西町神明社の石仏(国分寺市西町)
西町神明社は国分寺崖線にある多摩川の古い河岸段丘に鎮座する神社。この崖線に沿っては中藤新田という集落が享保年間に開拓されたので、おそらく創建もその時代と思われる。崖下の道は古道で、今も崖線に沿って国立駅付近まで道は続いている。隣接する観音寺は神社の別当寺。
社殿は崖線の上にあるが、古道は下を通る。中藤新田に入植したのは今の武蔵村山市にあった中藤村の人々であった。崖線は西町神明社の周辺のみが昔の雰囲気を残している。周辺の崖地はほぼ均されて、ここが河岸段丘であることは分からないが、神社の境内に入るとそれを目の当たりにする。

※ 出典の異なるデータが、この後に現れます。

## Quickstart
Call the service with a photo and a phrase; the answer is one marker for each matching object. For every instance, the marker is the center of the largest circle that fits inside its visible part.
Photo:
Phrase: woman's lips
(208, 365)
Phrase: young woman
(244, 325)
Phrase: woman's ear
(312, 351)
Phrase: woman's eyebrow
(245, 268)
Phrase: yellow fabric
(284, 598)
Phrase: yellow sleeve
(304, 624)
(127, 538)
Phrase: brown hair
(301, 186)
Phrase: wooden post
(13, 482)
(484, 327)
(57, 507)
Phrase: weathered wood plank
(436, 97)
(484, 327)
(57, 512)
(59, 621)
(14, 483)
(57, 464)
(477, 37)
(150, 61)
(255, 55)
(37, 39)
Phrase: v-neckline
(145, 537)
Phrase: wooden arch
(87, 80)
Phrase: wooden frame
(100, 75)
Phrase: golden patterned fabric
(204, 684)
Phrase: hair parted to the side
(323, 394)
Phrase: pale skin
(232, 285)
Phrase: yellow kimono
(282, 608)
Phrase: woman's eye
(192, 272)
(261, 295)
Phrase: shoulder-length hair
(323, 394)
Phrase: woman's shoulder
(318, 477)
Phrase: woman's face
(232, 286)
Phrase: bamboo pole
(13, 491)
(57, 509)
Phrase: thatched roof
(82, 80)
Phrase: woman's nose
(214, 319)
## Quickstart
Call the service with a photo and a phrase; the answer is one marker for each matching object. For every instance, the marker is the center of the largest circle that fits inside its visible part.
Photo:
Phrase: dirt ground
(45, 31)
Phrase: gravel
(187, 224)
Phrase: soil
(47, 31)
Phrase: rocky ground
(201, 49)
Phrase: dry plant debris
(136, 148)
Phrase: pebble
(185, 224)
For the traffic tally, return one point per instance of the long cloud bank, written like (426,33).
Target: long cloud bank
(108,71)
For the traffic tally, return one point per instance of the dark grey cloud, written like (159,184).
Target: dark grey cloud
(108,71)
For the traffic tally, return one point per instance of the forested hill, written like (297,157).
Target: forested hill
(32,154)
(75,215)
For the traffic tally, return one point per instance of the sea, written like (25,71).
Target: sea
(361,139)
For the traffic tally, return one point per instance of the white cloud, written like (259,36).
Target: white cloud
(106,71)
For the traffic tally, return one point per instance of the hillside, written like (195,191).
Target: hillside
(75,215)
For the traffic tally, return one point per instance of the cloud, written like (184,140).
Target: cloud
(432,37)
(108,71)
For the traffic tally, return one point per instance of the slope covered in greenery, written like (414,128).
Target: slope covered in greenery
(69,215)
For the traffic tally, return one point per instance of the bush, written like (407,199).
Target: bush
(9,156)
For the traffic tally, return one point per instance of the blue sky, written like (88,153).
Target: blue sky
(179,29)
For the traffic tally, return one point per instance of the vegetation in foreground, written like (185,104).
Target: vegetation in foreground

境内に入ってすぐ左側に平成5年に皇太子が植樹されたクスノキがあり、その手前に笠付角柱型の弁財天が祀られている。安永6年(1777)9月の造立で、「武州多摩郡中藤新田辨天新田講中」の銘がある。入植して落ち着いた時代のもので、崖線から湧き出す水をお祀りしたものではないだろうか。
弁財天と対をなす位置には、同じく対をなす皇太子植樹のクスノキがあり、その手前に笠付角柱型の庚申塔が立っている。日月、青面金剛像、三猿の図柄で、三猿は基壇に埋まるように彫り込まれている。造立年は明和4年(1767)11月で、前述の弁財天より10年ほど古い。こちらにも「辨天新田中藤新田講中」の文字がある。新田の位置が左右入れ替わっているのは何故かわからない。